See here for information on how to update some software.
As this is a generic detection, we cannot identify the precise files that use this code or the particular exploits that the code uses.
To detect and remove this threat and other malicious software that may be installed on your computer, run a full-system scan with an appropriate, up-to-date, security solution. The following Microsoft products detect and remove this threat:
- Microsoft Security Essentials or, for Windows 8, Windows Defender
- Microsoft Safety Scanner
If your computer has been detected with this threat, it is a good idea to ensure that all of your software is fully up-to-date.
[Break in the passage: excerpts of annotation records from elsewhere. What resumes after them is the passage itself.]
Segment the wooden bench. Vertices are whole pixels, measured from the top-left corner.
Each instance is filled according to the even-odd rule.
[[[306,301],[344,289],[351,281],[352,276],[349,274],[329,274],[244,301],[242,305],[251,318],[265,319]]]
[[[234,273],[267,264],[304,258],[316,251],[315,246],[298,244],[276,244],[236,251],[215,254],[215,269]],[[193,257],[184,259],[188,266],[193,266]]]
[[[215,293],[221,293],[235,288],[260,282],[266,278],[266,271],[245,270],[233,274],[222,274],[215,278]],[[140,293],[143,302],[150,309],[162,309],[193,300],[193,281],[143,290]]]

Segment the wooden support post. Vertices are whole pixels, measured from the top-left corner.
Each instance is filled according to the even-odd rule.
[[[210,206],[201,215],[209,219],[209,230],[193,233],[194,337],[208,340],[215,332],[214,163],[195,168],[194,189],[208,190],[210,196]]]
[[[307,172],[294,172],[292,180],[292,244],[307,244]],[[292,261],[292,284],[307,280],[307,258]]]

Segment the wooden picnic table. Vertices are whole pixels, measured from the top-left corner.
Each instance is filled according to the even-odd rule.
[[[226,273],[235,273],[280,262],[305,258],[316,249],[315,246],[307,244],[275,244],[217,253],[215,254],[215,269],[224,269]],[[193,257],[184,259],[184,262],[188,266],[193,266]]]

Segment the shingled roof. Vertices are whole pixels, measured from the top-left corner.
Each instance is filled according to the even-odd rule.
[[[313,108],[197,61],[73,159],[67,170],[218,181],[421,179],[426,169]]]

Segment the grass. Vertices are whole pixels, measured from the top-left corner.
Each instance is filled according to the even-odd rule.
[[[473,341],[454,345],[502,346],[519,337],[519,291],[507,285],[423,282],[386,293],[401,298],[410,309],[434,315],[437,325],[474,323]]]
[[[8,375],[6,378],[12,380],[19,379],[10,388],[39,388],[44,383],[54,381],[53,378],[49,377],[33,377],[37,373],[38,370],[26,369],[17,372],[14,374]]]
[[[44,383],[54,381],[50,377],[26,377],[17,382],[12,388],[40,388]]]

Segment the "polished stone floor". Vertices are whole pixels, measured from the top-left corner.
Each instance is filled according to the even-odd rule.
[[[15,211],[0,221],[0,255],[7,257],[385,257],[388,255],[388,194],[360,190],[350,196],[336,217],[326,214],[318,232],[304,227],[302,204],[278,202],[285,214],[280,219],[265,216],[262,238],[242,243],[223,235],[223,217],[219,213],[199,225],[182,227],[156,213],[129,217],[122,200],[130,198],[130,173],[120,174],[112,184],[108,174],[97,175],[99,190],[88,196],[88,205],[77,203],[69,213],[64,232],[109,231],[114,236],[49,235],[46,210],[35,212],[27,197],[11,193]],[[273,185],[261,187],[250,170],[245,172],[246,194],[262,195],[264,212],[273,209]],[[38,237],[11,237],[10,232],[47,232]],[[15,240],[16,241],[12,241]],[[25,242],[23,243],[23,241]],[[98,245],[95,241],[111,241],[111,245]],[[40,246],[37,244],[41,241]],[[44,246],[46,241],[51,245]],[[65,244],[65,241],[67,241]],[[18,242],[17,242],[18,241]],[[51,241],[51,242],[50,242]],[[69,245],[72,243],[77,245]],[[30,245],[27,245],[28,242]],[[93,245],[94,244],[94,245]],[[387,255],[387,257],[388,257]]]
You can see our page on updating software for instructions on how to update Adobe, Java, Apple, and Microsoft software.
Note also that your security software may detect this threat when you visit a website that contains the malicious code, even if you are not using a vulnerable version of Java or other software. This does not mean that you have been compromised: it means an attempt to compromise your computer has been made.
Additional removal instructions
This threat may be present in your Temporary Internet Files folder. We recommend that you delete your temporary Internet files to prevent the persistent detection of this threat from within the Temporary Internet Files folder.
To delete the temporary Internet files from Internet Explorer, refer to KB Article 260897.